Discussions on "Shaadi-saving secret" in "Married Life" forum.
23rd May 2012, 01:10 AM #1
Turning every love guruji's advice to married couples on its head, writer and wife Elizabeth Weil tells Nona Walia why high passion means low stability.
Most Americans, and married people anywhere in the world who've heard of Elizabeth Weil, and her recent experiment, think she's bonkers. The San Franciscobased writer and husband Daniel Duane, married in 2000, volunteered for year-long couple therapy after nine years of marriage. The surprise? They didn't need it. It was what Weil calls an effort to see if their good marriage could get better.
In her just-released book, No Cheating, No Dying: I Had A Good Marriage, Then I Tried To Make It Better, the mother of two daughters wittily chronicles her private journey. "The idea of trying to improve our union came to me one night in bed. I've never really believed that you just marry one day at the altar. I believe that you become married, slowly, over time," she says in an email interview.
Weil convinced Duane to sign up for a pact that would test their micro-manias. "It was fascinating," she says, "to watch therapists tag you in a lab. I had distaste for French kissing. One therapist thought I was 'subsumed'. You know, marriage is a teachable skill; you have to love each other completely to know what works in your marriage."
Soon, Weil realised she was treating her marriage as "one of those things". "I had read all about it - how to be a good mother, how to have a good home. I wasn't doing anything to my marriage. I wanted to ask questions. Trying to figure what was really missing became irresistible," she says about her search.
It's a challenge, Weil feels, because modern marriages are under pressure. Couples are economic and romantic partners. They expect to face work stress, anxiety that kids gift them, and still be in love.
Excerpts from an interview:
Everyone who has heard about your book is asking, why would any halfway sane couple married for nine years opt for a yearlong training that could reveal ugly truths?
Every couple is worried what a therapy session might bring up, because we've tried so hard to brush the unpleasant under the carpet. For me, my relationship with my husband had to be the core of my universe; I wanted to check if it was fine. People told me, 'You're crazy! How can you?' Americans have this romantic notion about marriage - either you are in love or not.
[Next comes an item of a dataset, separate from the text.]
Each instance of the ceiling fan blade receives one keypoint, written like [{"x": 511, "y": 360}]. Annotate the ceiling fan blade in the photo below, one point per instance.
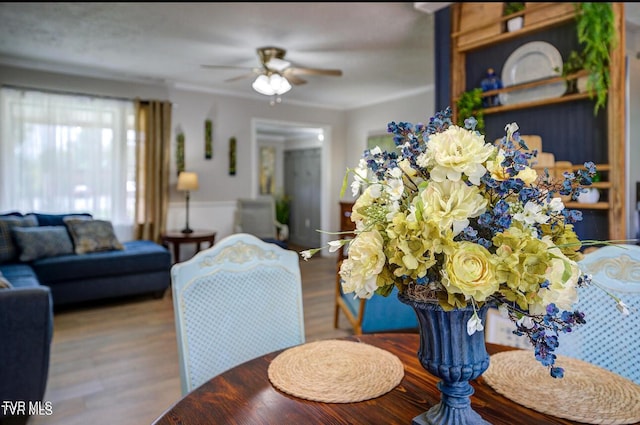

Your husband says he cooked his way back to a happy relationship. How does food help strengthen a marriage?
Dan has always been interested in food. He'd cook in the early years of our marriage, then he started cooking for the kids; he made it his passion. The kitchen is a great place for a couple and family to bond.
What is the one marital misdeed that could prove threatening?
It's a personal thing. For some, it could be infidelity. For me, it would be giving up. For instance, not paying attention to the other, not acknowledging that something's wrong and then addressing it. Marriage is so complex, you can't let it stagnate. A bad marriage is like ill health. Don't wait to go to a doctor till you are very sick; you won't make it.
Imago therapy, you say, helped you focus on how your relationship with your parents had an impact on your marriage. How are parents and a spouse linked?
The way we are raised as children, shapes us. If you've enjoyed a wonderful relationship with your parents, it'll reflect in your dynamics with your spouse. The therapy looked at the baggage people carry from their origin. My close relationship with my parents was in fact, one of the few points of contention in our marriage.
Pick one session you'd tag as the most bizarre? The Mastering the Mysteries of Love session demanded that we play the character of the spouse. I've spent years talking to him, listening to him. But this role play was bizarre. I 'became' him. The last stage of our training involved sex therapy.
'Improving my marriage in one area often caused problems in another. More passion meant less stability,' you say. Explain that.
Passion can be explosive; it's risky. Nobody can remain in a constant state of passion. Marriage requires calm, peace and routine. Stability and long-term passion in a marriage can't co-exist. More passion means less stability.
In India, urban marriages are falling apart. There are trust issues. How would you convince singles in favour of marriage? Marriage is amazing but you need to be committed. In a marriage, every day isn't beautiful. It's the being together for long where the beauty lies.
- Writer Elizabeth Weil and her husband signed up for a marriage improvement project to see if they could make their good marriage better.
- Archana Puran Singh, actress and TV host, married to actor Parmeet Sethi for 20 years Every marriage undergoes compromise and failure. We belong to the old school, and so, we fought the cracks. My sister is my confidante, so is a close friend who is a psychologist. I consult her often. After six nights together, there's no mystery. Sex will turn boring in a few years. But I enjoy routine. I don't want that butterfly excitement and passion. I want stability and sameness. It's comforting.